By Rick Cohen
The commentary on Warren Buffett’s announcement of a huge transfusion of capital into the Bill & Melinda Gates Foundation has been greeted with nearly across-the-board adulation.
The Gates Foundation deserves much credit for taking on critical issues that few of its colleagues were wont to do, particularly international issues of global health and domestic challenges in public education.
But the Gates/Buffett philanthro-merger also raises important questions for the sector and even some qualms for our society.
First, the foundation will be larger than the next eight U.S. foundations combined, and its annual spending will be larger than the annual budget of UNICEF.
While the Gates Foundation staff to date have not been the kind to throw around their power to dominate the sector, this kind of concentration of assets in one institution raises questions about a potentially disproportionate concentration of philanthropic power and influence.

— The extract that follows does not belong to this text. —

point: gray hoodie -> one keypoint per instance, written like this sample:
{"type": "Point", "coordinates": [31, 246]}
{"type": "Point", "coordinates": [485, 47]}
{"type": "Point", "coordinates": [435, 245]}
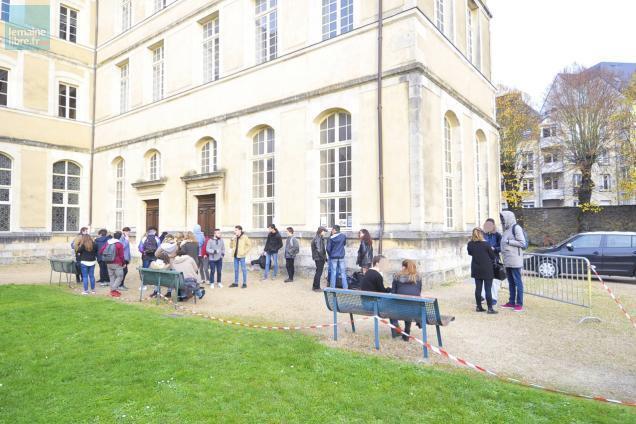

Second, many observers have made the completely unjustified and unjustifiable point that the foundation’s huge size makes it more accountable than small foundations.
This is a dangerous analytical path to tread. In fact, one could easily argue that the asset-doubled Gates Foundation poses new accountability problems that the sector can barely imagine.
Buffett explained his investment in the Gates Foundation with a stinging commentary about the weaknesses of government policy-making and action, saying he was likely to get a better bang for his philanthropic buck by selecting what he referred to as the “Tiger Woods of philanthropy” rather than letting government get a share of his wealth.
Again, big danger sirens ought to sound. As big as the Gates Foundation is or will become, its resources are a pittance compared to the dimensions of the problems it wants to solve — major diseases and extreme poverty, to name just two.
Gates and Buffett have to be careful that government doesn’t look to the foundation or to philanthropy writ large to supplant necessary government investments in problems and solutions.
Already, the Bush administration’s fiscal year 2007 budget proposals cited the availability of Gates Foundation moneys as its rationale for cutting its small school program from the Education Department’s budget.
We can expect to see more off-loading of government responsibilities on foundations, not less, unless Gates, Buffett and others speak up in favor of government’s vital role.
At the news conference announcing the Buffett gift, Melinda Gates noted that it’s difficult to give out medicines for people to take when they are so undernourished that they can’t swallow the pills.
She’s right, but the public statements of Gates and Buffett displayed a huge reliance on technical if not technological solutions to problems.
Unfortunately, solving the problem of poverty requires not only spotting the symptoms, as Melinda Gates has, but making the right diagnosis, too.
While there is a technological dimension, solving extreme poverty is a political, economic, social and human problem, not just logarithms.
Scientific solutions to malaria and AIDS are vital, but they won’t “take” unless foundations work on the political and socio-economic dimensions of poverty, and that requires as much commitment to more advocacy for policy change and government action as it does investment in biochemical innovations.
Observers have lauded the re-creation of this gargantuan philanthropic behemoth as the expression of the best of business thinking in philanthropy, fusing a bottom-line corporate outcomes mentality with scientific and technological expertise to address social problems.
There is a huge upside to the Gates/Buffett philanthropic partnership, but reasons to question its impact and implications for the philanthropic sector as well.
— Rick Cohen is executive director of the National Committee for Responsive Philanthropy in Washington, D.C.